Medical Marijuana Passes Legislature - SB46, sponsored by Sen. Tim Melson (R-Florence) and carried in the House by Rep. Mike Ball (R-Madison), has certainly been a hot issue this session. The bill would allow medical marijuana for certain conditions, including cancer, chronic pain, depression, and terminal illnesses, among others. Doctors must write a prescription for medical marijuana, and patients would be required to have a medical cannabis card. The bill would not allow recreational use. In February, the bill was approved by the Senate, but it reached an arduous process in the House. The bill had to make it through two committees, the House Judiciary Committee, and the House Health Committee, instead of the normal one committee per body process. Last Tuesday, the House debated the bill for nearly 10 hours before adjourning due to the end of the legislative day at midnight. Through the committee and floor process, many amendments were introduced that were either voted down or adopted. After four more hours of debate on Thursday, the bill was finally up for a vote and passed the House with a 68-34 vote. Due to the amendments, the bill had to go back to the Senate for concurrence. On Thursday night, the Senate voted 30 to 9 to concur with the changes made by the House, and the bill now heads to Gov. Ivey.

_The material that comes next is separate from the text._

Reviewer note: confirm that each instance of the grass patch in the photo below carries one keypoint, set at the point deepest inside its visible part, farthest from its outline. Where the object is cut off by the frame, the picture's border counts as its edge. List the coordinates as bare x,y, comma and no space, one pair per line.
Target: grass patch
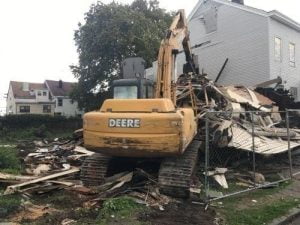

Daylight Savings Time Year-Round - SB388, sponsored by Sen. Steve Livingston (R-Scottsboro), would allow Alabama to adopt daylight savings time permanently if the federal government approves the measure. The rationale is that more daylight in the afternoon will stimulate economic growth and improve the health of Alabama residents. In late April, the Senate voted unanimously to pass the bill, and on Thursday, the bill passed the House with a 93-1 vote. The bill now moves to Gov. Ivey.
A Look Ahead
There is one legislative day remaining. The Legislature plans to come back on Monday, May 17 for its final day before adjourning sine die. The House plans to reconvene at 10 a.m., and the Senate will reconvene at 11 a.m. when they arrive on May 17.